Hay muchos frentes en los que podemos mejorar nuestro blog, pero el primer paso comienza dándonos cuenta de que el cambio es un proceso constante. De hecho, ya hablamos en su momento de cómo el ‘Kaizen’, o teoría del cambio gradual, nos puede ayudar a ser mejores bloggers. No podemos mejorar todo a la vez, en definitiva.

Ideas que puedes poner en marcha en tu blog

El deseo de mejorar nuestro blog puede tener varios orígenes: que algo no funcione, que sintamos la necesidad de adaptarnos a los tiempos que corren o que queramos dedicar más tiempo y recursos al blogging.

En todo caso, la tarea se parece a la del detective que investiga un crimen y va tirando de los hilos buscando datos para poder avanzar. Esos datos, y nuestra intuición como blogger, son las mejores armas para empezar.

  1. Mejora tus contenidos: Tal vez consideres que tus contenidos no están teniendo toda la atención que se merecen (intuición).

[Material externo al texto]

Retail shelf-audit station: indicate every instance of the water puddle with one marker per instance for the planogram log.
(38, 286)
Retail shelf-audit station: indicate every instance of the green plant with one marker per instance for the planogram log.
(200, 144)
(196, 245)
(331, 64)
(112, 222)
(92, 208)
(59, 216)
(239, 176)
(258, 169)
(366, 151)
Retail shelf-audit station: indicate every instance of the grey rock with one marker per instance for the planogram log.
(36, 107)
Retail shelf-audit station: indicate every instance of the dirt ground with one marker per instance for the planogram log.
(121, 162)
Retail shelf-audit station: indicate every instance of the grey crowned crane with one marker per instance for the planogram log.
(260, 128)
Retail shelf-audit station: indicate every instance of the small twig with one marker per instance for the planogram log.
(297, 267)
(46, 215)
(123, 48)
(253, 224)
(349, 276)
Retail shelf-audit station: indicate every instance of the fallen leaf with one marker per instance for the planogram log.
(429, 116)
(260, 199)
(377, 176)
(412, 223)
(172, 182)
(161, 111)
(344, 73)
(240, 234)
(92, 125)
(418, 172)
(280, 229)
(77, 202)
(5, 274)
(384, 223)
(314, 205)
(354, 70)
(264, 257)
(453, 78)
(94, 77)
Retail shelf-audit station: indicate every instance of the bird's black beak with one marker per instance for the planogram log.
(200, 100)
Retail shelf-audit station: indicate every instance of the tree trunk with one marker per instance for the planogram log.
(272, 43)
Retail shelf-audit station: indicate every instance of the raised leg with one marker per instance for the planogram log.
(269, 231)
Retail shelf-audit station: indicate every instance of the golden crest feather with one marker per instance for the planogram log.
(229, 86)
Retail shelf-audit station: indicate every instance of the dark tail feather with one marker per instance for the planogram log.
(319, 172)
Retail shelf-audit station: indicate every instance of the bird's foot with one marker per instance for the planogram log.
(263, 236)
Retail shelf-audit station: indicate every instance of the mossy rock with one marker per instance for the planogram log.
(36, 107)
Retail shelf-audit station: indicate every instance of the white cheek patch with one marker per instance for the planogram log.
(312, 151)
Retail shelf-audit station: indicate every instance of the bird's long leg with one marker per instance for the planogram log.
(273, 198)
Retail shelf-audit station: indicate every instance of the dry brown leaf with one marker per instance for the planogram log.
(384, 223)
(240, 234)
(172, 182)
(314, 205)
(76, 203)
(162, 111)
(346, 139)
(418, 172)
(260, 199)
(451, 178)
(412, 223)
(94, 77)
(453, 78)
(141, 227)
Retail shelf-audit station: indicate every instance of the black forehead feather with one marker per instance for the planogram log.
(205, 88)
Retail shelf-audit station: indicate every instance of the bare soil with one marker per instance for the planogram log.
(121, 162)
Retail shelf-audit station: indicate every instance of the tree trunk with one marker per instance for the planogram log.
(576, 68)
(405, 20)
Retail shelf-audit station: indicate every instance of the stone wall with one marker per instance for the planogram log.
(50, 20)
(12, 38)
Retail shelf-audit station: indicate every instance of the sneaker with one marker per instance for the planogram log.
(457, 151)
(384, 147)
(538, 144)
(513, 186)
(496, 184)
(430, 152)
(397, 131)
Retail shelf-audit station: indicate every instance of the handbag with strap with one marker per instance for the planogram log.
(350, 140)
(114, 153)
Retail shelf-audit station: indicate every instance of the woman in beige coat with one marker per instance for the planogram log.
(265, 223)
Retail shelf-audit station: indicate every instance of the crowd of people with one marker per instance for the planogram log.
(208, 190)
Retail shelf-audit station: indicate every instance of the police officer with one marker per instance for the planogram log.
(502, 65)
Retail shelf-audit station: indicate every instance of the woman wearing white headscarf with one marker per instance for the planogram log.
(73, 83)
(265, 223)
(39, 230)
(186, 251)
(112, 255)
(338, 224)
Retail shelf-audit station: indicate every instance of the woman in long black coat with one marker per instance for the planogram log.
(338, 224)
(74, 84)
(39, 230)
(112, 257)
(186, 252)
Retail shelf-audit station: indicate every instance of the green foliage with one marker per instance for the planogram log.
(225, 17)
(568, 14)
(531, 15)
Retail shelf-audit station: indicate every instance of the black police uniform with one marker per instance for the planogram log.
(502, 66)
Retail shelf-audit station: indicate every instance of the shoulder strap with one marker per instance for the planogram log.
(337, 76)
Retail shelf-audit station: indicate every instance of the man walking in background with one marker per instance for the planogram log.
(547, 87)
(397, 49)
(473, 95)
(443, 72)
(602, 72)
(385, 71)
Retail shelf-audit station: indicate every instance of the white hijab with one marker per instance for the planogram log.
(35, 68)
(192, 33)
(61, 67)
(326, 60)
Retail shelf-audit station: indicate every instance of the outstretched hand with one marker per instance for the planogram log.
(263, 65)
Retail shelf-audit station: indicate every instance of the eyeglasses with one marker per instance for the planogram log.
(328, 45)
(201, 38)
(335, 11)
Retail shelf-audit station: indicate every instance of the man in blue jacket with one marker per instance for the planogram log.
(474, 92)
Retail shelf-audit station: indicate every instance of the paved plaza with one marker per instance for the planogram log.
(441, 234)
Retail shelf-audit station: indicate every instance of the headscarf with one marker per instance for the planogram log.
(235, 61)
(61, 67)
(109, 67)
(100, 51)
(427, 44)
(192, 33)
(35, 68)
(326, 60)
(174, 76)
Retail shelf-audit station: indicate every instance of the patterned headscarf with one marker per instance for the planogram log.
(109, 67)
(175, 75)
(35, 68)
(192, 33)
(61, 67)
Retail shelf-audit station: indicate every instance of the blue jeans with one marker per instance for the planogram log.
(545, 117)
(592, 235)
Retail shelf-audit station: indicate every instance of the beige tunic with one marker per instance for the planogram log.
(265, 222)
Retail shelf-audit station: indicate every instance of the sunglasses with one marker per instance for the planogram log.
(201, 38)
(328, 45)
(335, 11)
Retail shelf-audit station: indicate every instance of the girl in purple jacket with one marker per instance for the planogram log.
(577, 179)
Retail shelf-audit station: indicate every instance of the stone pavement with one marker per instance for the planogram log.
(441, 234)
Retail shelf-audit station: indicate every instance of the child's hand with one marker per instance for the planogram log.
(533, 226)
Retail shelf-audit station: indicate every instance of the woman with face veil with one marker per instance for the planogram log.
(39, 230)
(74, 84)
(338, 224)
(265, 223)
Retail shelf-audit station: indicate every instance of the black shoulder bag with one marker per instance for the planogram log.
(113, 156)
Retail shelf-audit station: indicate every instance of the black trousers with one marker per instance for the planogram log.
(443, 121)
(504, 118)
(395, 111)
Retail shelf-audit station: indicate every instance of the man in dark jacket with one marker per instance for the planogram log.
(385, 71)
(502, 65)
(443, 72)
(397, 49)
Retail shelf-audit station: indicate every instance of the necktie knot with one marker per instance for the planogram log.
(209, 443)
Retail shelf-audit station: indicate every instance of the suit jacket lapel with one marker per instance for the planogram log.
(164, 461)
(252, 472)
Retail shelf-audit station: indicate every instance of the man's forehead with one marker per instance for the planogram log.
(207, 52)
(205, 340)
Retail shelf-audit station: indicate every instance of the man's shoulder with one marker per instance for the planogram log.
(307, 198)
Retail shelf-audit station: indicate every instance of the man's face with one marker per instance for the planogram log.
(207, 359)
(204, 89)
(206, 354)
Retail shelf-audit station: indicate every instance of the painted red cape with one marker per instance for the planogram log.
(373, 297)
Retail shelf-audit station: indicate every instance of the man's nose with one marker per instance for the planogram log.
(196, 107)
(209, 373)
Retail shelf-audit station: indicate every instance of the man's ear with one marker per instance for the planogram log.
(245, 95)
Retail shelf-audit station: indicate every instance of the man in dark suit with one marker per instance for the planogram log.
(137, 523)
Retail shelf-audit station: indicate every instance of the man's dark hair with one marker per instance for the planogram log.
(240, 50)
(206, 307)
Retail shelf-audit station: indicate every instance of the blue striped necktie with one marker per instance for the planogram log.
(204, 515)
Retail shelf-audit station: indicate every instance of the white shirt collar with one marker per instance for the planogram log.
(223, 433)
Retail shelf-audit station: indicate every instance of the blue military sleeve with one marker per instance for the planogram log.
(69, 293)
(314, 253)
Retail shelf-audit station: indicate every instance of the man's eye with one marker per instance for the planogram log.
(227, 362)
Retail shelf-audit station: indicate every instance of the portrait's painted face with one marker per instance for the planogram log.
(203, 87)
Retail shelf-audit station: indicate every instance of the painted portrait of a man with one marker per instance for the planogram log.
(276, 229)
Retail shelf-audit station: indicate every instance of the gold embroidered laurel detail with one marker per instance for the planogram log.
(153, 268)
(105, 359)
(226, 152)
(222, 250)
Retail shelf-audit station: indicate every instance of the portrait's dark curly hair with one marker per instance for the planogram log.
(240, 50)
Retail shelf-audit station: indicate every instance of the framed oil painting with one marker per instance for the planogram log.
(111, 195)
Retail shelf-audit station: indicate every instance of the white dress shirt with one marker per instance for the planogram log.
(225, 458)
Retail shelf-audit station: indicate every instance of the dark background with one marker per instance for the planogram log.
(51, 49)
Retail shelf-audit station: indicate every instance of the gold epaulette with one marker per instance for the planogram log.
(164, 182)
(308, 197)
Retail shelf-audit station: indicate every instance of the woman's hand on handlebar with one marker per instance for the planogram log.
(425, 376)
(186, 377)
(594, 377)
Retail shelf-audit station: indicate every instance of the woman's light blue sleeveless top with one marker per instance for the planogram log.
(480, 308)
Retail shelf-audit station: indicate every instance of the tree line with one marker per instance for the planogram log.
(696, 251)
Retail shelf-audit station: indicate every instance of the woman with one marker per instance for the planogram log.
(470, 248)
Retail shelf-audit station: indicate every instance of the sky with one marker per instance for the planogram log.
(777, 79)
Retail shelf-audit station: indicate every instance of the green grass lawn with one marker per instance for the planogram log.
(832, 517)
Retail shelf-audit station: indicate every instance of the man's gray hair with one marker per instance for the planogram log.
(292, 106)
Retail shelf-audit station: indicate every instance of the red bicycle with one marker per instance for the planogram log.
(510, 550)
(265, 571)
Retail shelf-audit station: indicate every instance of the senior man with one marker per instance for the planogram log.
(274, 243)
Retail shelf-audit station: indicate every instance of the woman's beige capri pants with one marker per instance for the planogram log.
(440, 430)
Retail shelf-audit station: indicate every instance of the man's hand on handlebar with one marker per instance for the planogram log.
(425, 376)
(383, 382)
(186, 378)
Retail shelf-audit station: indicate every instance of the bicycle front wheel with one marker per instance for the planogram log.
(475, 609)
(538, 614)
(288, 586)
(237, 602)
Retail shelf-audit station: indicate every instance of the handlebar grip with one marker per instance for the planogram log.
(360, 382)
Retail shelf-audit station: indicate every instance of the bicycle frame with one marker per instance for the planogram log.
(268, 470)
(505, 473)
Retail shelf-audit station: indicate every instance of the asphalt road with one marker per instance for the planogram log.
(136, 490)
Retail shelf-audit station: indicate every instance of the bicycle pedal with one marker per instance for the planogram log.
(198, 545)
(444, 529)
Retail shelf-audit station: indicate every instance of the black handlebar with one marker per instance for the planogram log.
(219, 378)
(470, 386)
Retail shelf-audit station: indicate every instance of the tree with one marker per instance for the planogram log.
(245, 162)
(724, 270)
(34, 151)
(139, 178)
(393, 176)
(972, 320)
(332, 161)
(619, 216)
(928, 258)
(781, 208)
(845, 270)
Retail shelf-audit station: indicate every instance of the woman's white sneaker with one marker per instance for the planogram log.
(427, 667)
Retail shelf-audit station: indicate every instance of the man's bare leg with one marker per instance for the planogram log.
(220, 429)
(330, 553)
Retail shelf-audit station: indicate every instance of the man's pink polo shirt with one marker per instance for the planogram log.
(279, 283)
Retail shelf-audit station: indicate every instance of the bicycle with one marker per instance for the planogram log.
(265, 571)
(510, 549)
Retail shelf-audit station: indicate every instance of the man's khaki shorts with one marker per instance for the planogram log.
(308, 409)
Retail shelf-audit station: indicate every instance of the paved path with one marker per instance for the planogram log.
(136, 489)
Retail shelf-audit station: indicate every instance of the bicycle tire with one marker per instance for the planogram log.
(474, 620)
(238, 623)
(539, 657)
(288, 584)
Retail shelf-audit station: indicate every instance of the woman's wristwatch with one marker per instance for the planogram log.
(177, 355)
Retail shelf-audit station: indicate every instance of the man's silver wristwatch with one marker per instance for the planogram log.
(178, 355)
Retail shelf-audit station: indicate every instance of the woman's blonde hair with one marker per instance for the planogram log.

Puede haber varias razones, entre ellas que tu blog no sea lo suficientemente accesible, pero también estrictamente por la calidad de los mismos. En este caso nos centraremos en este último punto. Anteriormente te recomendamos diferentes procedimientos para poner a prueba la calidad de tus contenidos y que te ayudarán a detectar qué puede estar fallando (datos). Después podrás considerar algunas de estas ideas.
    • Profundiza en la extensión y desarrollo del contenido. La originalidad del contenido es un factor cada vez más importante para los buscadores, y que duda cabe que tu artículo será aún más único cuanto más preparado esté.
    • Cuenta más historias: Las historias nos inspiran y forman parte de nuestra vida desde que somos pequeños. No solo te ayudarán a conectar más con tu audiencia sino que harán tu blog más único.
    • Escribe sobre acontecimientos relevantes. Puedes investigar qué cosas son tendencias utilizando herramientas como Google Trends o el buscador de palabras clave de Google, el cual nos ofrece información sobre las búsquedas que se producen sobre un término específico.
    • Inspírate: Sigue a tus blogs favoritos, a tu competencia y crea una lista de fuentes de información en todos los idiomas con los que te sientas algo cómodo. Aplicaciones como Feedly o Prismatic te ayudarán a consultar de forma rápida y cómoda todas las noticias relacionadas con los temas que interesan.
    • Domina y aplica las técnicas de persuasión básicas que te permitirán conectar mejor con tu audiencia a través de los contenidos.
  2. Mejora el posicionamiento de tu blog y contenidos: Siguiendo lo anterior, si tu contenido es de calidad pero no es accesible porque los lectores no conocen tu blog, entonces tienes un problema. Y probablemente la solución pase por prestar más atención al SEO, que es fundamental para atraer tráfico a una web, especialmente en las primeras fases de la vida de un blog.
    • Haz un perfil de tu audiencia potencial para saber cómo te puede encontrar.
    • Elabora una lista de las mejores palabras clave que definen tu blog y haz una descripción que puedas utilizar como presentación en los resultados de buscadores.
    • Utiliza la herramienta de palabras clave de Google para saber qué términos relacionados con el tema de tu post tienen más búsquedas. Esto te ayudará a seleccionar un titular y elegir qué palabras utilizar en el texto. No te obsesiones tampoco. Velo como una forma razonable de adaptarse a los patrones de búsqueda de tu audiencia potencial.
    • Darnos de alta en directorios de blogs. Mediante una estrategia de este tipo generarás enlaces relevantes a tu blog que te darán más valor en los buscadores.
    • Si ya has implementado una estrategia de SEO, asegúrate de que no cometes alguno de estos errores.
  3. Refuerza tu visibilidad en redes sociales: Las redes sociales son clave para atraer tráfico hacia tus contenidos desde el primer momento de vida de tu blog, pero también en las etapas de madurez.
    • Utiliza mejor los hashtags en tus post de redes sociales mediante estas herramientas. Seleccionar bien el hashtag puede duplicar la visibilidad de un tweet en Twitter.
    • Si ya estás en redes, ¡asegúrate de que no cometes estos errores!
    • No olvides seguir estas pautas básicas para todo aquel que esté en redes sociales, como actualizar con frecuencia o investigar en qué canales debes tener presencia.
    • Diseña una estrategia personalizada para cada red social en la que decidas estar presente. Esto requerirá adaptar los contenos que compartes y el tono de los mismos. Este es el secreto para conectar de verdad en las redes sociales.
    • Sé agradecido y atento con los usuarios que te mencionan y escucha los mensajes directos e indirectos que te envían los seguidores con sus interacciones. ¿Les gustan tus contenidos? ¿Lo comparten? ¿Lo ignoran?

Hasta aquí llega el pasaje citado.